Sur la responsabilité des sociétés Sanofi Pasteur et Sanofi Pasteur Europe du fait du vaccin Stamaril
L’article 1386-1 ancien – 1245 nouveau – du code civil dispose que le producteur est responsable du dommage causé par un défaut de son produit, qu’il soit ou non lié par un contrat avec la victime. L’article 1386-9 – 1245-8 nouveau – précise que le demandeur doit prouver le dommage, le défaut et le lien de causalité entre le défaut et le dommage.
La preuve directe de la défectuosité du vaccin Stamaril administré à [I] et du lien de causalité entre cette injection et les troubles qu’elle présente n’est en l’espèce pas scientifiquement établie. En l’absence de preuve formelle, cette démonstration peut être apportée par des présomptions graves, précises et concordantes.

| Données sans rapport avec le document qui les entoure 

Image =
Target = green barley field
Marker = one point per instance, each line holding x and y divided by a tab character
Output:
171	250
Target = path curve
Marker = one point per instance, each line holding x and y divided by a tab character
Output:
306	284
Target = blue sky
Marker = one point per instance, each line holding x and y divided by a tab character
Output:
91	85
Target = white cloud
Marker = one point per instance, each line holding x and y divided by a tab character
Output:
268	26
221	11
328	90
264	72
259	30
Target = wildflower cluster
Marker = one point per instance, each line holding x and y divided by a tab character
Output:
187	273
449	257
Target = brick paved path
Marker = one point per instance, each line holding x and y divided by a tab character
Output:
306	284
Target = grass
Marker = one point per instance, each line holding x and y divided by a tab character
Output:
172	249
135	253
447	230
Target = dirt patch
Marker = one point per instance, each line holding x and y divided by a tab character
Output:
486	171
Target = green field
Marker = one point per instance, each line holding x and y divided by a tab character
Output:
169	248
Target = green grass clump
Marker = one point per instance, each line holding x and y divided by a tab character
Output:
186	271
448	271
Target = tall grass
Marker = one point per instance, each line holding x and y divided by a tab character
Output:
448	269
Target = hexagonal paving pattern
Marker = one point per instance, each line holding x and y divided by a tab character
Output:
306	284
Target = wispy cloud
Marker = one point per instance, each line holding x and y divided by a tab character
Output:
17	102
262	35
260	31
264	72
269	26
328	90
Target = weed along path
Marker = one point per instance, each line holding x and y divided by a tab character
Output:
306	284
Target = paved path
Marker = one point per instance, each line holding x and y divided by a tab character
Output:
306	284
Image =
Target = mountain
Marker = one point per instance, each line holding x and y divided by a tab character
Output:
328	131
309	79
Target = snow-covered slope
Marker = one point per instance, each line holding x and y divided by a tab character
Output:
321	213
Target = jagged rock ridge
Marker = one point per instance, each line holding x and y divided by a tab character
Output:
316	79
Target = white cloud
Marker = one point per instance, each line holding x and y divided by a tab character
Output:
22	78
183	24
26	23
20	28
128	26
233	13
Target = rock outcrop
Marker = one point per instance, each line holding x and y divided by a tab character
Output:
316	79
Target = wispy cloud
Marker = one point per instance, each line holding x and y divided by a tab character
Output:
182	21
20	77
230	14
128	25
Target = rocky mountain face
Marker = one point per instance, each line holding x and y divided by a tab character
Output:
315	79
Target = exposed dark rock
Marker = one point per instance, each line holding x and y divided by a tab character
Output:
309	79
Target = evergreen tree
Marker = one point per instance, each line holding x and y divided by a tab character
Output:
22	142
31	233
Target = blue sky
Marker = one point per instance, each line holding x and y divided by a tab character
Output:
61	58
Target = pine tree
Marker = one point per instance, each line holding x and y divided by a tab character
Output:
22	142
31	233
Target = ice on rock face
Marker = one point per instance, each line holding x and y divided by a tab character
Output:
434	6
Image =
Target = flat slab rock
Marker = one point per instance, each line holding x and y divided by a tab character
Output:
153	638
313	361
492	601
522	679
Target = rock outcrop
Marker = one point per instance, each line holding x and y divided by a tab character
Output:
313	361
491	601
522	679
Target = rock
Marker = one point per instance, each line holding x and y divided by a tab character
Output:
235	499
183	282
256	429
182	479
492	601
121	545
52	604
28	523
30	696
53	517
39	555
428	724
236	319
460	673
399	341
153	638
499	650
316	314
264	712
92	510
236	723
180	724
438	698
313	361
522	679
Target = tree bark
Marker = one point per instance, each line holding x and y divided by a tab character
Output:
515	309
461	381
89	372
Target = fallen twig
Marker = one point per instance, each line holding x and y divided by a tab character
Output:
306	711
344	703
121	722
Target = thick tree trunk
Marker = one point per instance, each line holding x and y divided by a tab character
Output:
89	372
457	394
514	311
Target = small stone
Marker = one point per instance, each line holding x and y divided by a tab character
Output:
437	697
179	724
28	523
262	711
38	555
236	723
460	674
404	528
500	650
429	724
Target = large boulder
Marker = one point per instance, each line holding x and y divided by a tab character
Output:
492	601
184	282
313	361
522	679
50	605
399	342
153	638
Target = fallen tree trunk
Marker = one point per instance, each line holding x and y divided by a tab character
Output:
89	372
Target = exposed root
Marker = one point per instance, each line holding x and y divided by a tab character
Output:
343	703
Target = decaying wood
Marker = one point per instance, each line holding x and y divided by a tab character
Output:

La participation du vaccin à la survenance du dommage est un préalable à la recherche de la défectuosité du produit et du rôle causal de cette défectuosité.
1. sur le lien de causalité entre l’injection du vaccin Stamaril et les troubles de [I]
Des troubles neurologiques, tels que méningite, encéphalite et méningo-encéphalite figurent au nombre des effets indésirables très rares du vaccin Stamaril commercialisé par la société Sanofi Pasteur.
Sur la proximité temporelle
[I], à sa naissance le [Date naissance 11] 2002, était en parfait état de santé et ne présentait aucun trouble, notamment neurologique, ainsi que cela apparaît à la lecture de son carnet de santé. L’examinant le 20 mai 2003, son médecin traitant, le Dr [W], note une taille et un poids normaux et un développement psychomoteur également normal (l’enfant tenait assise, réagissait à son prénom, répétait une syllabe, se déplaçait, saisissait un objet avec la participation de son pouce, et réagissait aux stimuli sonores). Aucun antécédent familial, de type neurologique, n’est non plus renseigné.
L’injection de Stamaril a eu lieu le 16 juin 2003 selon l’information portée sur le carnet de santé de l’enfant.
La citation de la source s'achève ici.